I have used the official data from the state of Amazonas (Brazil), where the city of Manaus is located, and calculated the weekly age-specific incidence (updated daily) since April, and I think it's worth sharing. This image shows daily changes in weekly incidence by age.
2020 started with cases increasing among adults and older age groups (detected earlier due to severity of symptoms), and slowly spreading through age groups towards younger ages. The 'blushing' of this heat map is age-specific (columns) due to different testing probability by age
The 1st pandemic peak is at the end of May, and during June and July one can see the bulk of the increase in cases is in the younger age groups (under 19, but including younger kids), not older ages (still high incidence, but starting to decrease).
During August and September, the incidence starts to go down in all age groups (the stated reached it's lowest incidence in mid-September). Then, you can see incidence increasing again, now starting with the younger age groups, including young kids, and moving up towards adults.

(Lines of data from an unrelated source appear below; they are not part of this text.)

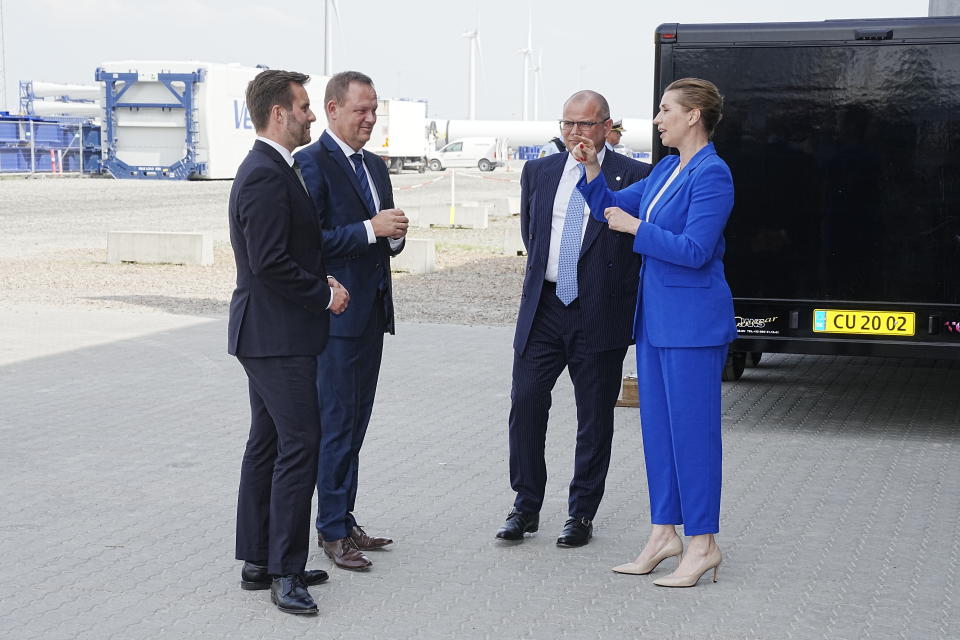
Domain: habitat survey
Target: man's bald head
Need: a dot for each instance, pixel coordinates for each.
(590, 97)
(585, 106)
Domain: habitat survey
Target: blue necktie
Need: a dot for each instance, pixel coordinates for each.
(362, 178)
(570, 247)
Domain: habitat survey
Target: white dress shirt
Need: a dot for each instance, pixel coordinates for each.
(348, 151)
(673, 176)
(288, 157)
(568, 182)
(282, 150)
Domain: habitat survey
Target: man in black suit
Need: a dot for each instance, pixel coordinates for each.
(576, 311)
(279, 318)
(361, 231)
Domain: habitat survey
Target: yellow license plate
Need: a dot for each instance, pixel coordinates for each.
(875, 323)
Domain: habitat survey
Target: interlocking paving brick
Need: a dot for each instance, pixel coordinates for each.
(120, 463)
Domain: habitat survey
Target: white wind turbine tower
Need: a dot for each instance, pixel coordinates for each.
(536, 86)
(527, 54)
(474, 49)
(329, 10)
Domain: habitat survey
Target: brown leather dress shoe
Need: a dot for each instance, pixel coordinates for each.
(345, 555)
(367, 543)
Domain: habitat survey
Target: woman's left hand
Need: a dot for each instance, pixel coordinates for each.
(620, 220)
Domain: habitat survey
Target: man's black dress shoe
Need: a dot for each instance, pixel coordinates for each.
(576, 533)
(254, 577)
(290, 595)
(517, 524)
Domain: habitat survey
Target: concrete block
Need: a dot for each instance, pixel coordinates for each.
(466, 216)
(513, 242)
(419, 255)
(413, 214)
(168, 247)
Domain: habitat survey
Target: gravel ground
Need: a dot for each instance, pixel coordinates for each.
(53, 236)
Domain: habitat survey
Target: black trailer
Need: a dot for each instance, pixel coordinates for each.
(843, 138)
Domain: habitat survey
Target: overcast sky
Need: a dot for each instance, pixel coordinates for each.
(411, 48)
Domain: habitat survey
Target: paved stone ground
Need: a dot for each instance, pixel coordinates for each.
(119, 467)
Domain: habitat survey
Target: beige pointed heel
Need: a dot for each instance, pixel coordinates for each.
(712, 561)
(672, 548)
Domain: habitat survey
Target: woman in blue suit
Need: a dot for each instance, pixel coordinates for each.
(683, 325)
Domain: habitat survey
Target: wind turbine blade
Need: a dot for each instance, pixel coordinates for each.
(530, 29)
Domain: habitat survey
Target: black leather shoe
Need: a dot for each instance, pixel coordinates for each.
(254, 577)
(576, 533)
(517, 524)
(290, 595)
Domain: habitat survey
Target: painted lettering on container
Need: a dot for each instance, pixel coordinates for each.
(241, 117)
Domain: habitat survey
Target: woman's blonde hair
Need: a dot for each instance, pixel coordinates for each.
(695, 93)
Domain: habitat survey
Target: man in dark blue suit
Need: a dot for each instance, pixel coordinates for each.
(576, 311)
(361, 231)
(279, 318)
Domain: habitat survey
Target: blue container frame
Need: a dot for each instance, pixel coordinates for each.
(179, 170)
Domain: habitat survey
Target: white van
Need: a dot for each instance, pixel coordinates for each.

When October and November arrived, the flares of increased incidence are among school-age kids and adolescents. The blushing in the heatmap shows these clearly, and one can see some spill towards older age groups, but not very marked.
When December arrived, incidence among kids 0-5 increases dramatically, followed by adults and older age groups. And then, the massive mixing of the holiday celebrations spreads it across all age groups. Take a look at the mass of red that is January so far.
For a different view of the full calendar here. Notice how the activity (increases in incidence) is only within the older age groups (right side of map) early in the pandemic. Since June/July, all the 'heat' is among kids and younger age groups (left columns).
The effect that gatherings have in spreading it across all age groups cannot be made more more clear than by the bottom of this calendar, when we see increases in all ages.